I have a question, if I could, ADOS. Has the power factor of the load of the island been considered for RES operation? Because, it's my understanding that solar (photo-voltaic) power sources don't supply, or aren't normally capable of supplying, (producing) reactive power, and wind turbines are generally "consumers" of reactive power (many of the generators are hybrid induction generators). How will the power factor of the island grid be maintained as more RES is added to the grid?

Thanks!

However, I'd like to give my two cents here. By reading this and many other topics on this issue I also spotted that many people don't understand how droop control works on many modern prime mover's governor with electronic control system.

As CSA already explained, droop is now programmable and can be adjusted in the control system of prime mover. Therefore it is not a characteristic of a generator but characteristic of a prime mover's controller. I found on many places that droop is considered as generator's feature.

Like CSA explained, droop control is in fact Proportional only control (P controller) i.e. it doesn't have integral part according to the control system theory there will be always a mismatch between desired and actual speed. This is what enables load sharing with other generators on the grid.
However many people still asks the following:

1. How come that during the unit's start up turbine's speed is so accurately controlled when speed controller is P-only control?

2. How come that when generator is on the grid that load control is so accurately controlled?

I myself works in one coal fired power plant and in load control mode, stem turbine governor controls keeps actual load equal to load setpoint +-0.5 MW.

These are confusing things and I myself when starting work in the power plant asked myself the same questions. When turbine control system work in pressure control mode, it perfectly controls the initial steam pressure. When turbine controller works in load control mode, it perfectly keeps actual load equal to setpoint (or + or -0.5 MW which is negligible).

During the turbine startup, prior to generator's synchronization to the grid, turbine's rpm are very accurately controlled. Therefore all these controllers are definitely PI controllers. In our power plant we have 4 units and the system is very stable (part of European network, so there are no frequency deviations except for some major disturbance that are not seen lately).

And still our electronic turbine control systems have droop adjusted to the 5%. When examining how this is done during the commissioning, I have discover the following:

During the startup, speed controller works as classical PI control and controls speed very accurately. After synchronization, speed controller becomes P-only controller (Integral component is bypassed).

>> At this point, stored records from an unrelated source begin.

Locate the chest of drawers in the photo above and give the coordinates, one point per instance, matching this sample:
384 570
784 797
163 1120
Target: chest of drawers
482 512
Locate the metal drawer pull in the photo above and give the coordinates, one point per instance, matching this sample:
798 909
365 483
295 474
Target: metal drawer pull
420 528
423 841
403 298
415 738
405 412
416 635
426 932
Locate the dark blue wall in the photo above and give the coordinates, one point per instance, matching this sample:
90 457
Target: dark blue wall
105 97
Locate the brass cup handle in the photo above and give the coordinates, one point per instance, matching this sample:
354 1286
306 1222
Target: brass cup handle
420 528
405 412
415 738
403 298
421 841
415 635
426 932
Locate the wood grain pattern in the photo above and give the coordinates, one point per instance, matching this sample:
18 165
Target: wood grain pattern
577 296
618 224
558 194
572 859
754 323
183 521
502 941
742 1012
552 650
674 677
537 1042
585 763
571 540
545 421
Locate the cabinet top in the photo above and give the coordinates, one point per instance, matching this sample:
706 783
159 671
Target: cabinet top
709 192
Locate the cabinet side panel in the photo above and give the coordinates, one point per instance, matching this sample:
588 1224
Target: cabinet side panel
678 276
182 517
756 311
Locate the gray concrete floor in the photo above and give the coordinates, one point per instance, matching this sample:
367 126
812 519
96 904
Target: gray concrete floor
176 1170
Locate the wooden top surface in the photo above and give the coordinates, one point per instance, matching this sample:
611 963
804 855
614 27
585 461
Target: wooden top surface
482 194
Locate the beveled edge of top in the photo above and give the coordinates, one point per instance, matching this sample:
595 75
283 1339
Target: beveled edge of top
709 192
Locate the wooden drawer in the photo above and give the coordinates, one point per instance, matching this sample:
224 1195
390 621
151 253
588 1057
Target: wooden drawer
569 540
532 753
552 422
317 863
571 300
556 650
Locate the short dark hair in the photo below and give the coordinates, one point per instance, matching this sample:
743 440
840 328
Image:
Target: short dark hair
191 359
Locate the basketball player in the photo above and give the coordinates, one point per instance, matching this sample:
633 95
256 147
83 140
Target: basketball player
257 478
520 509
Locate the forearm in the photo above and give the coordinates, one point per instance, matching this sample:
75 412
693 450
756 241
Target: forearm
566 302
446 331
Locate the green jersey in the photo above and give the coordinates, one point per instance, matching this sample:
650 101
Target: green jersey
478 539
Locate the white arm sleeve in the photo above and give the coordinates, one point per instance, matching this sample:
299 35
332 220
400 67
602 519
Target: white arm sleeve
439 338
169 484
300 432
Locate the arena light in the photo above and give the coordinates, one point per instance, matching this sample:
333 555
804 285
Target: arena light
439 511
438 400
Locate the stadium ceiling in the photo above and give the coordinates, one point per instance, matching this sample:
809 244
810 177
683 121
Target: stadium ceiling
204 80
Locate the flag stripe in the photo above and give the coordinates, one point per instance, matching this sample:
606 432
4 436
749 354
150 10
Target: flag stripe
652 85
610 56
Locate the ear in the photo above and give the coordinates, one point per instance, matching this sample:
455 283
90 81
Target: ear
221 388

In this case, if frequency deadband deviation is turned off, then actual speed (converted to Hz since generator is on the grid) - setpoint speed (50 Hz) forms deviation that is then divided with this adjustable droop factor and the total output of this P-only controller is added to the Load controller setpoint. This load controller setpoint is then compared with actual generator load and control deviation is then used as an input to PI controller.

So, when frequency deadband zone is Turned ON, small frequency deviation is blocked, therefore output from P-only speed controller is zero, so to the PI load controller goes only (Load SP - actual Load). That is why during normal operation on the grid, turbine controller keeps actual load very close to desired load.

If the frequency deadzone is turned OFF, then frequency deviation goes to P-only controller and gets divided with droop factor and overall signal is added to the load setpoint.

So for example, if there is an increase of grid's frequency (it means that more MWs are generated than actually needed i.e. generation is higher than consumption) speed setpoint - actual setpoint will be some negative value that is inputted to the P-only speed controller. Output of P-only speed (droop) controller is negative value that is added to the load setpoint for the accurate Load PI controller thus decreasing generator power. This is how it actually works.

I hope I made this a little bit more clear.